Ominpage by Nuance is another offer - I think it is the main competitor to ABBYY FineReader. Yes, ABBYY FineReader does OCR (Optical Character Recognition), and is able to create PDFs with the images as being used as input and a layer of the recognized text behind, so that one can search for text in the PDF.
Vectorize pdf pdf#
If preserving the layout of the original pages is not important, it could be a good option.ĭo you know if ABBYY does this? So far I have only been using ABBYY to convert from PDF to Microsoft Word. Lower resolution images can however be used satisfactorily, subject to the OCR text recognition accuracy achieved and the time that can be spent on proof-reading. Even if fonts that nominally match the original fonts used are available, line breaks for example are likely to change, while preserving the layout of a complex page is likely to require a lot of effort. While that option can also produce excellent quality output and minimal file sizes, a practical limitation is that in general it will be difficult to maintain the original page layout, especially when the page layout is complex.
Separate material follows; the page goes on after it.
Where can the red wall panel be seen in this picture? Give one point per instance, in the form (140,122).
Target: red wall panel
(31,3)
Maybe the next stable version (0.49) will include such an option (which certainly was planned to be added - based on the dropdown list in the PDF import dialog), maybe you'll need to wait for a later release.Adobe ClearScan, as noted above, can produce excellent quality output and also very small files sizes, but requires quite high DPI images (ideally typically around 600DPI) in order to work well.Īnother approach to producing a PDF with vector text, not mentioned above, is to use the option in Abbyy FineReader or Nuance OmniPage to output pages that are created using standard vector fonts, as would be used in a word processor document. At the moment, I am not aware of an internal command/function available in the latest stable release (0.48.1) to achieve your request (vectorize (embedded) fonts when importing PDF). edited later: Apologies again - I know this phrase is not helpful to users looking for a cross-platform solution. The feature is not intentionally omitted in Inskcape, but the currently active core of the developer team is small, and as with other open source projects, contributions are often driven by personal interest of a developer in fixing or adding certain features.
Vectorize pdf code#
The request is known and needs to be addressed by writing code based on current routines in Inkscape for PDF import (using the shared external poppler and cairo libraries). You are welcome to implement the missing feature in the current code base. Sorry for thinking you might be interested in interim solutions. I was talking about Inkscape, which is multi-platform. Netheril96 wrote:but it is restricted to Linux and I don't want switch to Linux every time I convert PDF to SVG.ĪFAICS you never told what OS/platform you are working on (and need a solution for) … Maybe developers can just incorporate the code of pdf2svg into Inkscape. There is in fact a tiny program pdf2svg ( ) based on Cairo and Poppler able to do this, but it is restricted to Linux and I don't want switch to Linux every time I convert PDF to SVG. Sadly what I want is exactly to convert text to paths based on embedded fonts of the PDF file. Such a command could be daisy-chained as external script in an Inkscape input extension.

Vectorize pdf install#
If you can install a recent development snapshot (0.48+devel), test opening the PDF file from within Inkscape as " Adobe PDF via cairo-poppler (*.pdf)" (Note: experimental, work-in-progress, might not be included in the next stable release) - it will not convert text to paths based on embedded fonts of the PDF file AFAICT, but does use installed fonts if available: the imported text is created as paths (clones linked to glyph paths as 's in the section).Īlternatively write a script to use ghostscript for converting texts into outlines of PDF files, before opening the PDF file in Inkscape (a sample command line is here, a quick google search will return many other examples).

Netheril96 wrote:I need Inkscape to automatically vectorize all text upon importing.This is not yet supported by the current stable release (but a known feature request).